The rest of the storyline is more standard: struggles for territory, thefts of weapons, and the eventual face-offs with Maero ending in his death. But these three scenes stick in my mind. I was under no illusions that my PC was a nice person, or even honorable. She’s a sociopath with a death count in the thousands, more interested in ruling a smoking ruin of a city than anything else. But these acts are so creatively reprehensible, so personal and visceral and cruel, that I’m no longer able to distance myself from her behavior. She is a bad person, probably the worst monster in the game, and I have helped her to rule the city.

The game has a hidden mission where the PC confronts Julius Little, founder of the Saints and the man who put her in a coma. He’s remorseful, and over the course of the mission the two are forced to fight side by side for their mutual survival. At the end, Julius seems to be trying to apologize, but the PC shoots him. As he bleeds, they speak. Julius calls the PC a sociopath, and the PC is unapologetic: it’s better to be in charge than to do as you’re told, he says. Julius laments the corruption of the Saints into a group of thugs. The PC shoots him in the head.

I can sympathize with GTA: Vice City‘s Tommy Vercetti, who comes from the Mafia and takes over the drug trade in a town. I can sympathize with San Andreas‘s CJ Johnson, as he cleans up his neighborhood with the iron fist of his gang and fights against cops on the take. I can’t sympathize with my SR2 PC. She is a horrible person, and I helped her gain control of Stilwater. I hope she gets what’s coming to her someday.

5 thoughts on “The Brutality of Saints Row 2

  1. I actually really dug Julius’ speech to the player before he’s killed. Probably because every single thing he’s saying to and about your player character is 100% accurate. The whole “Would you have walked away?” “Fuck no, this is MY city.” “You haven’t learned a goddamn thing” bit is great because it’s an incredibly acute summary of how far off the deep end your character has gone.

    Great write-up, man!

    1. I agree about Julius; I haven’t played the first game, but it seems like he is the classic gang leader who’s really trying to clean up the trash and support his community through any means necessary. The PC, though, is just a rabid thug, and Julius clearly recognizes that. Unfortunately, he realizes it a bit too late.

  2. The burning the hand bit sounds like more than ending a musical career. You said he is the gang’s main tattoo artist, is the rest of the gang like their leader? If so then you are destroying the gang’s ability to mark (and thus distinguish) their members, weakening them as an organization.

    Also the bit with the girl friend makes you sound less like a rabid thug and more cold, calculating, and with a sense for the dramatic.

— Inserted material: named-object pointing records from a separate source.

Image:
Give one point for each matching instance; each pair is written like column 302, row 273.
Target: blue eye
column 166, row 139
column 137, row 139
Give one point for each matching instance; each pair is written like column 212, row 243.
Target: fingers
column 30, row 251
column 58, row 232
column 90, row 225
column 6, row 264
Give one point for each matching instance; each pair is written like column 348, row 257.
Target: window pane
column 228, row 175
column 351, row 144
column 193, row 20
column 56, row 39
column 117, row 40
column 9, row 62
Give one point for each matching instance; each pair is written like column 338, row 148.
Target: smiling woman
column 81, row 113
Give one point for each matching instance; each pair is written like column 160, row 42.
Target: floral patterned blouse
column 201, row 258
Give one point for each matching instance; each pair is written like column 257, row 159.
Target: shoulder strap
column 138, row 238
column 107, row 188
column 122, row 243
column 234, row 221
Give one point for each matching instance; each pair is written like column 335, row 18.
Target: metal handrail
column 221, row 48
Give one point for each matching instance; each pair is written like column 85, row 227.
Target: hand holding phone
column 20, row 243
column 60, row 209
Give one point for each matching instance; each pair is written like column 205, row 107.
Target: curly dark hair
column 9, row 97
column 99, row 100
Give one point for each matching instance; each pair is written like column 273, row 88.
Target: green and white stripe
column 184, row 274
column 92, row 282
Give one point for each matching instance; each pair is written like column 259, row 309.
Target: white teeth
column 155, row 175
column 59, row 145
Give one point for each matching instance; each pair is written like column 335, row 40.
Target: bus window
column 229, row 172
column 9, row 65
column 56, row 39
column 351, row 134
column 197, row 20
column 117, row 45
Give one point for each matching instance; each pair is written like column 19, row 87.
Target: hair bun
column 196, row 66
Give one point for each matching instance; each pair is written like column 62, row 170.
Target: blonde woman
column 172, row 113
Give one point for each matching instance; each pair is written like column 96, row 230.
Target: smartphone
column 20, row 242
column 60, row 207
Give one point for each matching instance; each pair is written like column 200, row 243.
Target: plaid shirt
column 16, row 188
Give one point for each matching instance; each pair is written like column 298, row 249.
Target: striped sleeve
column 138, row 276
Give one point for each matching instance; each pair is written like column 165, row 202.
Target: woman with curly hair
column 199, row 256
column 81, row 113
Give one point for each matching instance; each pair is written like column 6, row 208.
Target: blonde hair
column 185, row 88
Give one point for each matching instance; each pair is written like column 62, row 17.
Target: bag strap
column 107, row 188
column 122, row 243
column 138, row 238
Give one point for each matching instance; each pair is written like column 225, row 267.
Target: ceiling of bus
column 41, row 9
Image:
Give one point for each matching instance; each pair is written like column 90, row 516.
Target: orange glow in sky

    1. Yes, the whole gang is heavily tattooed, so burning his hand is worse than I had realized… although I’m bothered more by the personal implications (even members of your own gang admit that he has a great band) than by the organizational ones.

      The PC is presented much more as a spontaneous genius for mayhem than as a cold, calculating planner. At the beginning of most missions, she’s like, “Screw it, let’s go do (audacious act),” and that’s all the lead-up there is. In fact, at one point a gang member wants to pull off a carefully planned heist, and instead the PC announces that they’re going to charge in the front door, guns blazing.